From the FDA Drug Label
The effect of eszopiclone on reducing sleep latency and improving sleep maintenance was established in studies with 2100 subjects (ages 18 to 86) with chronic and transient insomnia in six placebo-controlled trials of up to 6 months’ duration. Two of these trials were in elderly patients (n=523) Overall, at the recommended adult dose (2 to 3 mg) and elderly dose (1 to 2 mg), eszopiclone significantly decreased sleep latency and improved measures of sleep maintenance (objectively measured as wake time after sleep onset [WASO] and subjectively measured as total sleep time).
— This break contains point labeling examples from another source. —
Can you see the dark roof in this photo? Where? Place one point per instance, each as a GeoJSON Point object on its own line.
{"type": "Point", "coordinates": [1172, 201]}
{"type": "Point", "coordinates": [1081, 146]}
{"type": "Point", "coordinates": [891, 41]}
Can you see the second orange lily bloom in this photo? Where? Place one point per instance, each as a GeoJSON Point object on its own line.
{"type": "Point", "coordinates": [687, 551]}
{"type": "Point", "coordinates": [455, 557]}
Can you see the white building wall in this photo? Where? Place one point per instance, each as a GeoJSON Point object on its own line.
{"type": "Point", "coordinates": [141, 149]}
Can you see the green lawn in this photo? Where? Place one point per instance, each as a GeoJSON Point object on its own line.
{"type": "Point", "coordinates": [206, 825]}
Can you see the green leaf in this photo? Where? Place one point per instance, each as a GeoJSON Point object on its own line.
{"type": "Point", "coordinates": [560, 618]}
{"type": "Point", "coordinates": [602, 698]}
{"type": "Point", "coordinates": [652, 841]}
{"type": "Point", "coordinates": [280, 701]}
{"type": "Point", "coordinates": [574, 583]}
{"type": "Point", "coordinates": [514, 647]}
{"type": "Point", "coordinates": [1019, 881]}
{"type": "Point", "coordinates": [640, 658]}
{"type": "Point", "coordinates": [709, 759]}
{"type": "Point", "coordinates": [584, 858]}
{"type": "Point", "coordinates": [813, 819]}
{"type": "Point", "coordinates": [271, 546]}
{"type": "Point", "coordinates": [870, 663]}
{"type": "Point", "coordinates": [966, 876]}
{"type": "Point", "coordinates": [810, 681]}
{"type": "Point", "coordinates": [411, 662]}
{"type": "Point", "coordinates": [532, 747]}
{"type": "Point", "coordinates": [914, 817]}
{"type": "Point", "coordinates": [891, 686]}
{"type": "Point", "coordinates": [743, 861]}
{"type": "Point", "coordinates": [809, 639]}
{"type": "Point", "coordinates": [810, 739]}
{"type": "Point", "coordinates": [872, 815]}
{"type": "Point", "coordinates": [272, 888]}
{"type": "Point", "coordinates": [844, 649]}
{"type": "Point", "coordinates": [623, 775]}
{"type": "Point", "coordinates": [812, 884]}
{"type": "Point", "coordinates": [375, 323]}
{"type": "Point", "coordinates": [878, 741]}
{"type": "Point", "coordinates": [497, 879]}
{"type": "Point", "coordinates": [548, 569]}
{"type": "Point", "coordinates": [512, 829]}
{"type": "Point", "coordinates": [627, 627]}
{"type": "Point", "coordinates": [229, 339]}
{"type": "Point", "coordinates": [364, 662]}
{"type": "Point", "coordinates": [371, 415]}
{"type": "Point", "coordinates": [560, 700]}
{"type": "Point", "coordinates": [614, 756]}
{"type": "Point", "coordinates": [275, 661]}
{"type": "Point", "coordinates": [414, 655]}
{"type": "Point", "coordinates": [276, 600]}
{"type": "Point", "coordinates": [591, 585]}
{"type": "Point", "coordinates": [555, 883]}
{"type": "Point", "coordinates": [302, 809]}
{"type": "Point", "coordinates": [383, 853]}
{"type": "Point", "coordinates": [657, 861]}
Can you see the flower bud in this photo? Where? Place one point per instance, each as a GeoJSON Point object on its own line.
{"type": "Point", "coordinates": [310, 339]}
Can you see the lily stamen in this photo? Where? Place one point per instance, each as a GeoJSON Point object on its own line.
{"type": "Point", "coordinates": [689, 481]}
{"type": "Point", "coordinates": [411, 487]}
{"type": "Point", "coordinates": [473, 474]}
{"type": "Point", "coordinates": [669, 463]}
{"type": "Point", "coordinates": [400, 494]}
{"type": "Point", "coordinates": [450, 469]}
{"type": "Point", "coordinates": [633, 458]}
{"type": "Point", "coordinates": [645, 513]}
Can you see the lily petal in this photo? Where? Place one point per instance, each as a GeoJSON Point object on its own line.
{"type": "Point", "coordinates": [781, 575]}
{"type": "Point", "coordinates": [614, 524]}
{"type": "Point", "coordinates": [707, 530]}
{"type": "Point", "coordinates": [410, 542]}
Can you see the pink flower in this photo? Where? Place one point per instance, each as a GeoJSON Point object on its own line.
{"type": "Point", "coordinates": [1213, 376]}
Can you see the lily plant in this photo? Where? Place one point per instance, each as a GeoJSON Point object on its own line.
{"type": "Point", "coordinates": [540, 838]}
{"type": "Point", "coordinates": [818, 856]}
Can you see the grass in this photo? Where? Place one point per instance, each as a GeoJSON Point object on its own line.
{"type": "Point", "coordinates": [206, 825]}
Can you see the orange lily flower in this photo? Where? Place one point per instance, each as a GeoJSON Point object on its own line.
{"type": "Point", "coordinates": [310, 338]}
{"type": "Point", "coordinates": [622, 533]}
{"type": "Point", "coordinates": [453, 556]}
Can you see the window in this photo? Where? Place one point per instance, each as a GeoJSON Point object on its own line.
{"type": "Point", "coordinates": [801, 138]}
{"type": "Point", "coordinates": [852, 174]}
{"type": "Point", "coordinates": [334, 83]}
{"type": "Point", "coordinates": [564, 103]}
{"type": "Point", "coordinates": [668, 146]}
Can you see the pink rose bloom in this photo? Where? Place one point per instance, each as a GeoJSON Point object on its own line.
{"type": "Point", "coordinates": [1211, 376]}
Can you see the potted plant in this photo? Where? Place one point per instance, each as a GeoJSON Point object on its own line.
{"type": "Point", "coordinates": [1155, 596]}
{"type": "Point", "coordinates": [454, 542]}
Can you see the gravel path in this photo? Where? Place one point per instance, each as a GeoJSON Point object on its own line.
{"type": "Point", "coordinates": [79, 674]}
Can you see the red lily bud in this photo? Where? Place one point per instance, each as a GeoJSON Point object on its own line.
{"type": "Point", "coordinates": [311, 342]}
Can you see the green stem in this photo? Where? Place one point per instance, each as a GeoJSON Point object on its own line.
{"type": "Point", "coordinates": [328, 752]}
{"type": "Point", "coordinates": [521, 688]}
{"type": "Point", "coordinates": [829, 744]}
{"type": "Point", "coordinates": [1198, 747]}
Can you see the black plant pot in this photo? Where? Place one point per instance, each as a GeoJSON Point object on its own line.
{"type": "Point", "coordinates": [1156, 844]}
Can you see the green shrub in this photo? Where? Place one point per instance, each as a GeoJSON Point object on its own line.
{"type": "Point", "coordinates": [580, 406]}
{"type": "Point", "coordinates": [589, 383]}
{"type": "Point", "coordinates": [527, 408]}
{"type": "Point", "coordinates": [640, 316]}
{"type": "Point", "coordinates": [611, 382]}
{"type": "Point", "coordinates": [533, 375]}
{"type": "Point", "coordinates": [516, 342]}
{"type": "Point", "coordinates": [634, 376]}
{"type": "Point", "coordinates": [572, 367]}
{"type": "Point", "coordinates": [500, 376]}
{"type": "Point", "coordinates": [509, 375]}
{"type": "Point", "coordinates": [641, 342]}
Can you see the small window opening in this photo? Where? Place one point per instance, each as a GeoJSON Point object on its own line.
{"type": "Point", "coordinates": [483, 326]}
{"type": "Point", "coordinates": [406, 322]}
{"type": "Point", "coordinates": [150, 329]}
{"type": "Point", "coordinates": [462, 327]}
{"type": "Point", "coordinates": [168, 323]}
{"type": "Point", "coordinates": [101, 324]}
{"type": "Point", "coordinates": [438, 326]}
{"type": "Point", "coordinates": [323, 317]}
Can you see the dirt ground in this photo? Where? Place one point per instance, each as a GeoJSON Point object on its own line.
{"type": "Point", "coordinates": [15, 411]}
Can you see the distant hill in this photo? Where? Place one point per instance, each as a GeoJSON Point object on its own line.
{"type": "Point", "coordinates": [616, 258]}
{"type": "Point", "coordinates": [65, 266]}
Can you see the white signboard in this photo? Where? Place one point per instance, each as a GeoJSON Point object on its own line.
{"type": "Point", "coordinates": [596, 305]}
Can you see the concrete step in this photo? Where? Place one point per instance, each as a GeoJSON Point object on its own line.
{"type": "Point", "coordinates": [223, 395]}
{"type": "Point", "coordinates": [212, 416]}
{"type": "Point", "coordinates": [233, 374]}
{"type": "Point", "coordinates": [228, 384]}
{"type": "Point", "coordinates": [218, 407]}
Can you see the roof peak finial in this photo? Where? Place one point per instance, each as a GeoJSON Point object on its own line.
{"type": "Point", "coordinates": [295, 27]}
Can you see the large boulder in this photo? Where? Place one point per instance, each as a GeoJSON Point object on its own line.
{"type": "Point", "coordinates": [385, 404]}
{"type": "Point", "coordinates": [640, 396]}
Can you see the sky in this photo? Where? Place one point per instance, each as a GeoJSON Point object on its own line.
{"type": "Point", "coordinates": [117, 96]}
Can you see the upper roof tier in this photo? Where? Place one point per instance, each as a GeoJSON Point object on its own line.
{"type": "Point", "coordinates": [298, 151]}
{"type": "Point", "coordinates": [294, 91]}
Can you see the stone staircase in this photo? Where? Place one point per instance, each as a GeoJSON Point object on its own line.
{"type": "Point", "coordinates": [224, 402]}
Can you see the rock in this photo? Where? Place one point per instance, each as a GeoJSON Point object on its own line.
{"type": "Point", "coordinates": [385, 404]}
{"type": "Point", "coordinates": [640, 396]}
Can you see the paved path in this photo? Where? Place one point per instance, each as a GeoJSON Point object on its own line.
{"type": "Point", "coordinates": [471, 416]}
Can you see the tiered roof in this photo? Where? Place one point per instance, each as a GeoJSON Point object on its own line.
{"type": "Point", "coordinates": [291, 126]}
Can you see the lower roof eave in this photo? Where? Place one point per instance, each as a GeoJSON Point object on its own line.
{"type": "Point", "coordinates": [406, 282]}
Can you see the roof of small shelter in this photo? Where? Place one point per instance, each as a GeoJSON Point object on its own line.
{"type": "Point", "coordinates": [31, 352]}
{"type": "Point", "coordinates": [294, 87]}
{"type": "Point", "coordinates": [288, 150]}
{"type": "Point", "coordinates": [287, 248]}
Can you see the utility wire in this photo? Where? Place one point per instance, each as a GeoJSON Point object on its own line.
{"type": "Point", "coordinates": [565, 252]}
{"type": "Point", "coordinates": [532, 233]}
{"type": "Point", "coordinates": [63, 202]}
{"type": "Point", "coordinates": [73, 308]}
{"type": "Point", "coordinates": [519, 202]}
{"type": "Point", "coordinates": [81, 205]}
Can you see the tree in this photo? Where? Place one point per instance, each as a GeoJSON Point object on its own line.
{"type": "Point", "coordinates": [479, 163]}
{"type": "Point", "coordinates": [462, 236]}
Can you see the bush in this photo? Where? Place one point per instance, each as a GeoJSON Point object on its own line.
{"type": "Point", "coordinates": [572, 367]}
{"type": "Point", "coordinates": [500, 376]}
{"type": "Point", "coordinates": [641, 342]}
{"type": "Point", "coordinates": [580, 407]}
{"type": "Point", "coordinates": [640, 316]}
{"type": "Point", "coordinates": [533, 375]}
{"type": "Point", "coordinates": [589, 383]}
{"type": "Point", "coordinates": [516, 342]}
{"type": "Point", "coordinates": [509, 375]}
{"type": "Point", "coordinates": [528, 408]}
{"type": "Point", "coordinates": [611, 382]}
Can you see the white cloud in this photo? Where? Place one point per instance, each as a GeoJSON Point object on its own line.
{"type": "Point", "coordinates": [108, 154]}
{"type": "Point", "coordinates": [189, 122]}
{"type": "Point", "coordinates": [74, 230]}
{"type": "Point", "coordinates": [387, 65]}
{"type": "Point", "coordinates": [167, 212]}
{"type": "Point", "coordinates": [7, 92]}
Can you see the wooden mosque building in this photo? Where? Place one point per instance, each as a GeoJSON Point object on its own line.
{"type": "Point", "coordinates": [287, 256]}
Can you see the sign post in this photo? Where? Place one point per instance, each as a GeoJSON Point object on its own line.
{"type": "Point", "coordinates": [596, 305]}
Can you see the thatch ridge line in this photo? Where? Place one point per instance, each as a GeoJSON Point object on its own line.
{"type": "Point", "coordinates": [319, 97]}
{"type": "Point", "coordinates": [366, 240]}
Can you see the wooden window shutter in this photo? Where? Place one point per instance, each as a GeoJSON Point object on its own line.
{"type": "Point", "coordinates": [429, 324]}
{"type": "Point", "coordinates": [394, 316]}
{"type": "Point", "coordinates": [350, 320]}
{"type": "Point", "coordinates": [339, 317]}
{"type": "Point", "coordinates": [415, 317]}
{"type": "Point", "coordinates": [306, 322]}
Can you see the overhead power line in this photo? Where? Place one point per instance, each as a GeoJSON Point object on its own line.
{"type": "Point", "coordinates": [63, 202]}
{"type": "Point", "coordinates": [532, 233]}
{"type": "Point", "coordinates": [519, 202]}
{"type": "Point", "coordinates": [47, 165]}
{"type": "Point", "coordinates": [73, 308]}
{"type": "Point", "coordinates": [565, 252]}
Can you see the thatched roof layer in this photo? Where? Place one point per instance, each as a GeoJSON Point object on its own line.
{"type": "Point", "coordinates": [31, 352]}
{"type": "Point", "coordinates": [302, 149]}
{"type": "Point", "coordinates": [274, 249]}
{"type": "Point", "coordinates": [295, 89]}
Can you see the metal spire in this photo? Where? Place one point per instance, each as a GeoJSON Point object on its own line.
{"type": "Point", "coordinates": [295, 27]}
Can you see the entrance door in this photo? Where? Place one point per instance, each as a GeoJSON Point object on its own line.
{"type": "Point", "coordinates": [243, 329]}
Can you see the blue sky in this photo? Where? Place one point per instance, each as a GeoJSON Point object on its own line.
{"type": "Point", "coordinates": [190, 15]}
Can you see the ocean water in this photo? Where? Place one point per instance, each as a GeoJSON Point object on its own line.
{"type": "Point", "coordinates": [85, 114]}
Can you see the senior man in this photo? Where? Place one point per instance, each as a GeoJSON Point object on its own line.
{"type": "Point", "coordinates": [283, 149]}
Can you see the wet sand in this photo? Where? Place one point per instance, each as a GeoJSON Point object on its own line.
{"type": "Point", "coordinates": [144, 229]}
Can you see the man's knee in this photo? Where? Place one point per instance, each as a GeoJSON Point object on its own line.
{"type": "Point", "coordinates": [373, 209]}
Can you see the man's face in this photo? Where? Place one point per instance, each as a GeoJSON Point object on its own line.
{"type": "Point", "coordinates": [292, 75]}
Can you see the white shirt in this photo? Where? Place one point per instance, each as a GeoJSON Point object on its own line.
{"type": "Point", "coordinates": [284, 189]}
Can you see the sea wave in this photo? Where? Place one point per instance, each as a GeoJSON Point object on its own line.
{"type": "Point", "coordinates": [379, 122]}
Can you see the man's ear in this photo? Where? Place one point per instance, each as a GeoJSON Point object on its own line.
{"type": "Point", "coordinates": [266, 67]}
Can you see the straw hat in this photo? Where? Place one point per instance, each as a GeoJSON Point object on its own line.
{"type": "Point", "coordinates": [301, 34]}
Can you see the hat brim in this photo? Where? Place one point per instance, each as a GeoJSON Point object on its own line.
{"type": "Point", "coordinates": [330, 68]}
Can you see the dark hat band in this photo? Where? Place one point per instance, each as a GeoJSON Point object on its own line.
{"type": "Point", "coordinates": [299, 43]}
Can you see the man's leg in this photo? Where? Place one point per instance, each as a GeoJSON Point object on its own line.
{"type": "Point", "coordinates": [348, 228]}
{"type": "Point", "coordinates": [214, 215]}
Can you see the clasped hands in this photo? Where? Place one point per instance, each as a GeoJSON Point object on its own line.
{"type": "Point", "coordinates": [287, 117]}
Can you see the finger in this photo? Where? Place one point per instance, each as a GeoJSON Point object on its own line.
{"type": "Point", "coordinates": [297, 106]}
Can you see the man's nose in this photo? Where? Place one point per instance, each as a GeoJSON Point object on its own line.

Elderly subjects (ages 65 to 86) with chronic insomnia were evaluated in two double-blind, parallel-group trials of 2 weeks duration One study (n=231) compared the effects of eszopiclone with placebo on subjective outcome measures, and the other (n=292) on objective and subjective outcome measures. The first study compared 1 mg and 2 mg of eszopiclone with placebo, while the second study compared 2 mg of eszopiclone with placebo. All doses were superior to placebo on measures of sleep latency. In both studies, 2 mg of eszopiclone was superior to placebo on measures of sleep maintenance.
Insomnia Management in Elderly Patients:
- Eszopiclone is effective in reducing sleep latency and improving sleep maintenance in elderly patients with chronic insomnia at a dose of 1 to 2 mg.
- Zolpidem is also effective in treating transient insomnia in elderly patients, with doses of 5,10,15, and 20 mg being superior to placebo on primary PSG parameters and subjective outcome measures.
- Ramelteon is indicated for the treatment of insomnia characterized by difficulty with sleep onset, but the provided text does not specify its effectiveness in elderly patients. 2, 3, 4
From the Research
Insomnia Management in Elderly Patients
- Insomnia is a common problem in elderly patients, affecting 57% of the elderly in the United States, with significant impairment of quality of life, function, and health 5.
- The main modalities in the treatment of insomnia in the elderly are psychological/behavioral therapies, pharmacological treatment, or a combination of both, with psychological/behavioral therapies viewed as the initial treatment intervention by various specialty societies 5, 6.
Non-Pharmacological Interventions
- Non-pharmacological strategies are a mainstay of treatment for chronic insomnia, including sleep hygiene practices and cognitive behavioral therapy (CBT-i) 7, 6, 8.
- CBT-i is an effective treatment for adults with chronic insomnia, with clinically meaningful effect sizes, and is now commonly recommended as first-line treatment for chronic insomnia 9.
Pharmacological Interventions
- Pharmacotherapy plays an adjunctive role when insomnia symptoms persist or when patients are unable to pursue cognitive behavioral therapies, with options including low-dose doxepin, melatonin, ramelteon, and dual orexin receptor antagonists 5, 6, 8.
- Current drugs for insomnia fall into different classes, including orexin agonists, histamine receptor antagonists, non-benzodiazepine gamma aminobutyric acid receptor agonists, and benzodiazepines, with the choice of a hypnotic agent in the elderly being symptom-based 5.
- Benzodiazepines should not be used routinely, and non-FDA-approved hypnotic agents such as melatonin, diphenhydramine, tryptophan, and valerian have limited data on benefits and harms 5, 6.
Treatment Considerations
- Risks and benefits of pharmacotherapy should be discussed with patients and caregivers prior to treatment initiation, with frequent and regular monitoring for adverse events warranted to prevent detrimental outcomes 6.
- Short-term drug therapy may be considered as an alternative or add-on treatment, with hypnotic use associated with harm and requiring close monitoring, especially in older adults 6, 8.